The Surgeon's Role in the Team
It is easy for surgeons to feel like "technicians" in this model. This is incorrect. We are leaders.
- Advocacy: Fighting for theatre time.
- Technical Excellence: A cemented hemiarthroplasty must be done perfectly. A cement reaction or a periprosthetic fracture is a disaster.
- Communication: We must clearly document the stability of the fixation to empower the physios to mobilize the patient fearlessly.
The ANZHFR Clinical Care Standards
The Registry measures hospitals against 7 standards:
- Care at presentation (Pain assessment).

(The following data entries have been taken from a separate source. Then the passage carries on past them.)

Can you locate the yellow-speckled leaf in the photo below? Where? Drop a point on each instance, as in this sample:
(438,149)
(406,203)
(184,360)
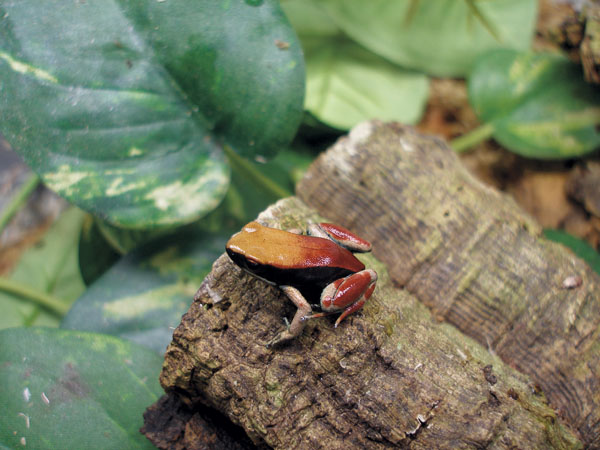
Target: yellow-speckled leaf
(143,296)
(537,104)
(74,390)
(123,106)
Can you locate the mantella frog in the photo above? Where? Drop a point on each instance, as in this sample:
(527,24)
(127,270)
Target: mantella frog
(301,265)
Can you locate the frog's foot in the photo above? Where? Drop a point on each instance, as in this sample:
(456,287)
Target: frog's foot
(282,337)
(295,328)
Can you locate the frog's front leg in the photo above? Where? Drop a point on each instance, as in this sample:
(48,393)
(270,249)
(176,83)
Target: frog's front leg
(340,236)
(295,328)
(348,294)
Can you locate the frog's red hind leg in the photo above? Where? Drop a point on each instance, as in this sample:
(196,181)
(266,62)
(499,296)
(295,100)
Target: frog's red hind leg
(348,294)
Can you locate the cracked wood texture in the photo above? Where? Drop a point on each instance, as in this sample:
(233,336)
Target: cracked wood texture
(387,377)
(472,256)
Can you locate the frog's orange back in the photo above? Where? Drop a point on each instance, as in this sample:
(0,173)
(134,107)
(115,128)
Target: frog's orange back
(284,250)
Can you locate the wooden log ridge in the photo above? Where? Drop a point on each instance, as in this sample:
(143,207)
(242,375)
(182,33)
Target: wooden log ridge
(387,377)
(472,256)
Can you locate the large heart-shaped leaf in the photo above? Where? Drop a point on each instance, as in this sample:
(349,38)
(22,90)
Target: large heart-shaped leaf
(441,37)
(123,106)
(347,84)
(70,389)
(143,296)
(49,267)
(580,247)
(536,104)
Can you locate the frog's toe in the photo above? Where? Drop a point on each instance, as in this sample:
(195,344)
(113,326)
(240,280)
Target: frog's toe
(281,338)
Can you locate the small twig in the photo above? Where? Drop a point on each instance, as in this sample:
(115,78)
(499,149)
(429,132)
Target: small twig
(471,139)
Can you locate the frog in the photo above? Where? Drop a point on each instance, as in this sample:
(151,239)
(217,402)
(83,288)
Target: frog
(317,262)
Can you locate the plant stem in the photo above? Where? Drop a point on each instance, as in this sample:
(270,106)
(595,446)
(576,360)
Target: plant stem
(18,200)
(46,301)
(469,140)
(248,169)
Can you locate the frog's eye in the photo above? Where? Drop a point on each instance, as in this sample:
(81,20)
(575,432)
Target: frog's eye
(252,262)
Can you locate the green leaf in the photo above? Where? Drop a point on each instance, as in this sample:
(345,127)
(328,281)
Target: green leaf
(580,247)
(66,389)
(347,84)
(441,37)
(96,255)
(127,112)
(143,296)
(49,267)
(537,104)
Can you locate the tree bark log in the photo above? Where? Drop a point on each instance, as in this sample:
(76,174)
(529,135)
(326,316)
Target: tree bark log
(388,377)
(472,256)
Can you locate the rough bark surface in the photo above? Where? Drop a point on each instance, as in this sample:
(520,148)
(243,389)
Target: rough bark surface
(388,377)
(472,256)
(170,424)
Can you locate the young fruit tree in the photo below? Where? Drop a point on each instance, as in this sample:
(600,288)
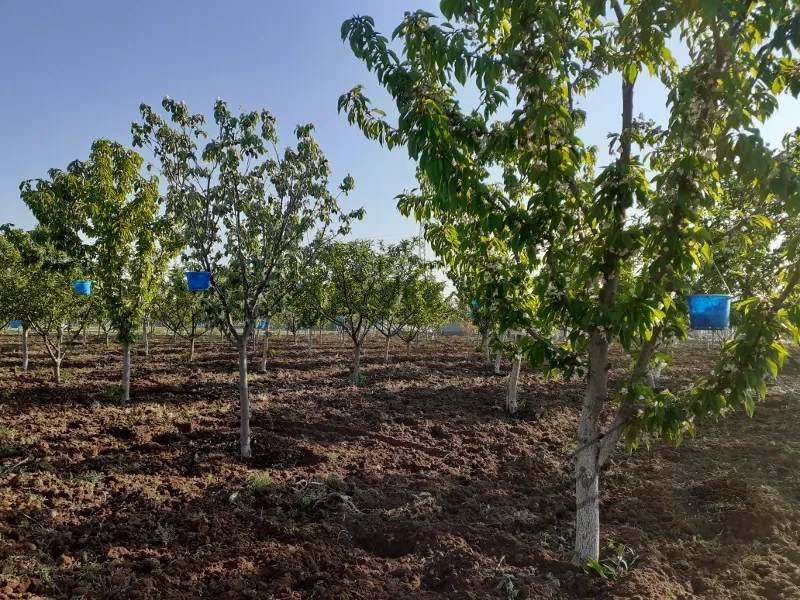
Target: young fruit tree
(39,293)
(244,205)
(105,210)
(524,170)
(426,306)
(354,274)
(394,309)
(180,310)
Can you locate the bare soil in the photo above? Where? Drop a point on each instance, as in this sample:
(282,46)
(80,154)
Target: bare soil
(415,485)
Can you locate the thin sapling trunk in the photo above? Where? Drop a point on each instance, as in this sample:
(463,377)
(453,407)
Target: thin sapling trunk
(244,399)
(126,372)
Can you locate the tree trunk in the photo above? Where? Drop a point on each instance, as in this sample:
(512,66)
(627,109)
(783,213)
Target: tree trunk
(513,379)
(265,352)
(356,364)
(587,466)
(24,347)
(244,399)
(126,372)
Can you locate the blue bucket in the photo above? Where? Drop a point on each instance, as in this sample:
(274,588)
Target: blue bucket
(198,281)
(82,288)
(709,311)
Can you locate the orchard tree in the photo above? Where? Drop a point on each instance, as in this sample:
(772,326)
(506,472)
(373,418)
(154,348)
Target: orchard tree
(246,205)
(110,204)
(525,171)
(180,310)
(402,269)
(354,276)
(40,294)
(426,307)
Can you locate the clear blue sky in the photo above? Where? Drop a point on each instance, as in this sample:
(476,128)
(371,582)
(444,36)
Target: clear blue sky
(76,71)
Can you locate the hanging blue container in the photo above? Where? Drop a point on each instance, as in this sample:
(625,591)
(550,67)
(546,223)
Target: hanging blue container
(198,281)
(709,311)
(82,288)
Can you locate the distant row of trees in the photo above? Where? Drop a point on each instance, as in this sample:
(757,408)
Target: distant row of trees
(263,222)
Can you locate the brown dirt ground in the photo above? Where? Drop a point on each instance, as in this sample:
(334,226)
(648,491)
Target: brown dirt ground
(413,486)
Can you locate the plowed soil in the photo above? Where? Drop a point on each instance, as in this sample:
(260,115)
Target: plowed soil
(415,485)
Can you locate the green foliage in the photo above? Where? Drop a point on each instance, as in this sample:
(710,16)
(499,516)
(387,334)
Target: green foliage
(247,208)
(180,310)
(574,227)
(36,282)
(105,214)
(609,255)
(354,273)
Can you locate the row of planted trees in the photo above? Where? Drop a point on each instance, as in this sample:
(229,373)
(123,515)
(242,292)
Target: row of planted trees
(588,257)
(262,222)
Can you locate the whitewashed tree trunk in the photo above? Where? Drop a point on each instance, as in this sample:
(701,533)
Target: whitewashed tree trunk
(265,352)
(24,347)
(512,405)
(587,465)
(244,399)
(126,372)
(499,357)
(357,363)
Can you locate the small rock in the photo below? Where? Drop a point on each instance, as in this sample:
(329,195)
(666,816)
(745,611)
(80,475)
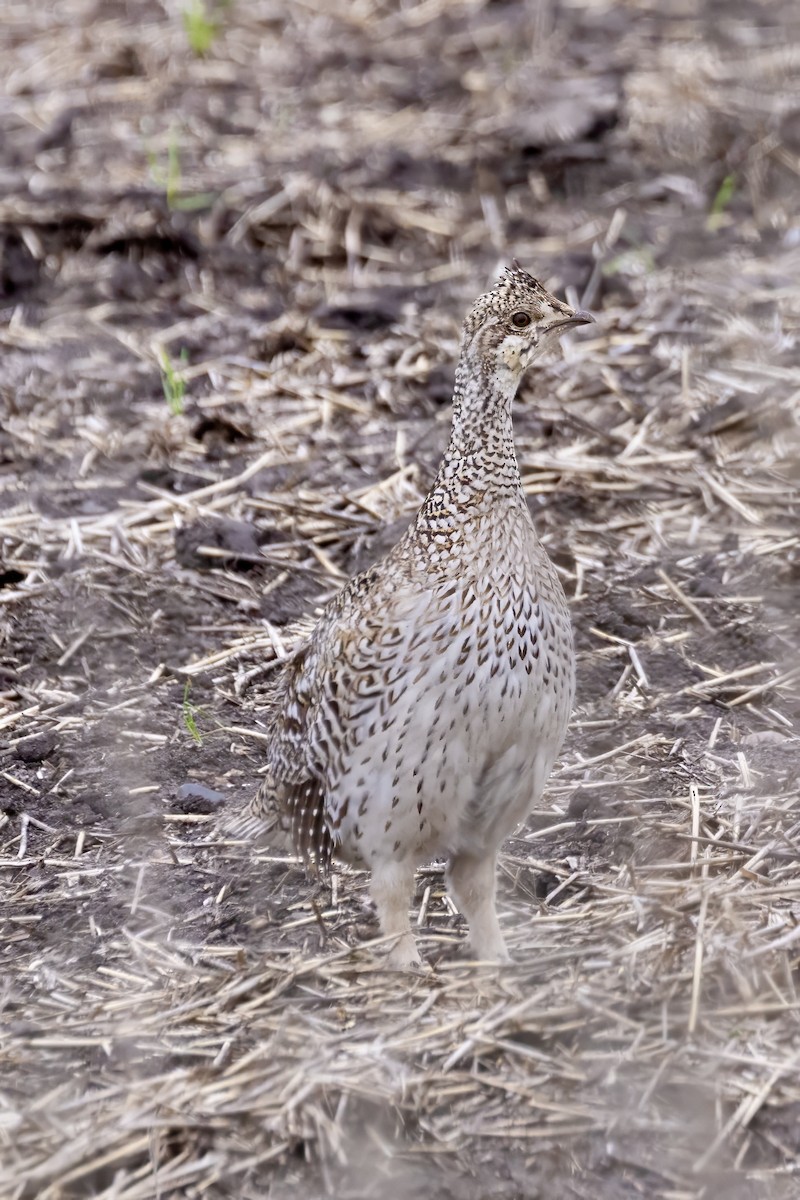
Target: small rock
(235,538)
(35,748)
(197,798)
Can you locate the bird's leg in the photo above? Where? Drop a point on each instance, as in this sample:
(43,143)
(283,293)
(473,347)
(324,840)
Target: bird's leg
(391,888)
(471,883)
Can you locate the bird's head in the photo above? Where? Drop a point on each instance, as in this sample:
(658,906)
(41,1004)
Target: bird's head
(515,323)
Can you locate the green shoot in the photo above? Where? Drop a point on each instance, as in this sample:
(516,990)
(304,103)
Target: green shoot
(172,381)
(188,714)
(172,178)
(721,201)
(200,28)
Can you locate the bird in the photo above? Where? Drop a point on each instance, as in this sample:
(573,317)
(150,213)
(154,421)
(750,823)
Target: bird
(421,718)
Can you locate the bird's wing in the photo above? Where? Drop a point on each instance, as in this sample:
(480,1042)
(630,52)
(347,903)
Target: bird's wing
(325,696)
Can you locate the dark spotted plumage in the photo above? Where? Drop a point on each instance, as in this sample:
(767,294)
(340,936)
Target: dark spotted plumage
(423,714)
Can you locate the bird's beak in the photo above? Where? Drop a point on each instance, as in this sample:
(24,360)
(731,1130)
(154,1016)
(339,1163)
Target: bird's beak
(578,318)
(582,318)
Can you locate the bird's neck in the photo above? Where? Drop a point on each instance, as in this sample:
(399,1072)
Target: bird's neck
(480,461)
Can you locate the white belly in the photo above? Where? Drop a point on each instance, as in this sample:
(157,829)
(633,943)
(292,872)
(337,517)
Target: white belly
(459,745)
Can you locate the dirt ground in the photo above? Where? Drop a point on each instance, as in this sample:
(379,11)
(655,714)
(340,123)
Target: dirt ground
(235,247)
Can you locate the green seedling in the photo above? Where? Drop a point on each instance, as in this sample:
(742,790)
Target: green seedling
(721,202)
(172,381)
(172,178)
(190,719)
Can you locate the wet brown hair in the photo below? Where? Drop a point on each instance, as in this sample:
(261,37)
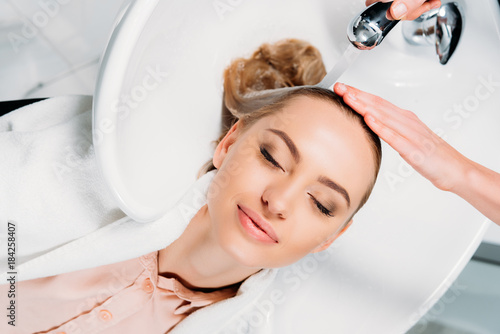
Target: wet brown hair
(286,63)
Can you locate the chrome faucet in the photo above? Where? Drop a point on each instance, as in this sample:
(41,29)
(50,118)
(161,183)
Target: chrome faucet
(368,29)
(442,27)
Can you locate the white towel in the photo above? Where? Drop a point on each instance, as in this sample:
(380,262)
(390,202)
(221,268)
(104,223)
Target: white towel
(50,186)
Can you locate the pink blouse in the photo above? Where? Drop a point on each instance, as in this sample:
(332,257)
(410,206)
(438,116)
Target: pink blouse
(124,297)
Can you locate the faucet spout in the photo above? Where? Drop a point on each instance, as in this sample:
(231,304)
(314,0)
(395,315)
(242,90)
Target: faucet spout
(368,28)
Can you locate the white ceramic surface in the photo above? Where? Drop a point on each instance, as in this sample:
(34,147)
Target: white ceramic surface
(157,107)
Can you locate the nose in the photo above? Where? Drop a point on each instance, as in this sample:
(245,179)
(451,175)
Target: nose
(279,198)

- Pain management (Nerve blocks).
- Orthogeriatric model of care.
- Timing of surgery (<48h).
- Mobilization (Day 1).
- Refracture prevention (Bone meds).
- Transition of care.
Clinical Pearl: Cement Reaction
Bone Cement Implantation Syndrome (BCIS) is a real risk in frail patients. Communicate with anaesthesia before cementing. Wash the canal. Vent the femur. Pressurize the cement carefully.
Conclusion
The Orthogeriatric model is a triumph of systems engineering in medicine. It acknowledges that an elderly patient is not just a collection of broken parts, but a complex physiological system. By treating the patient collaboratively, we don't just fix the X-ray; we save the life.
Evidence Corner
The "World Hip Trauma Evaluation" (WHiTE) studies continue to provide high-level evidence. Current focus is on nutrition, hemoglobin thresholds for transfusion, and total hip vs hemiarthroplasty for cognitive impairment.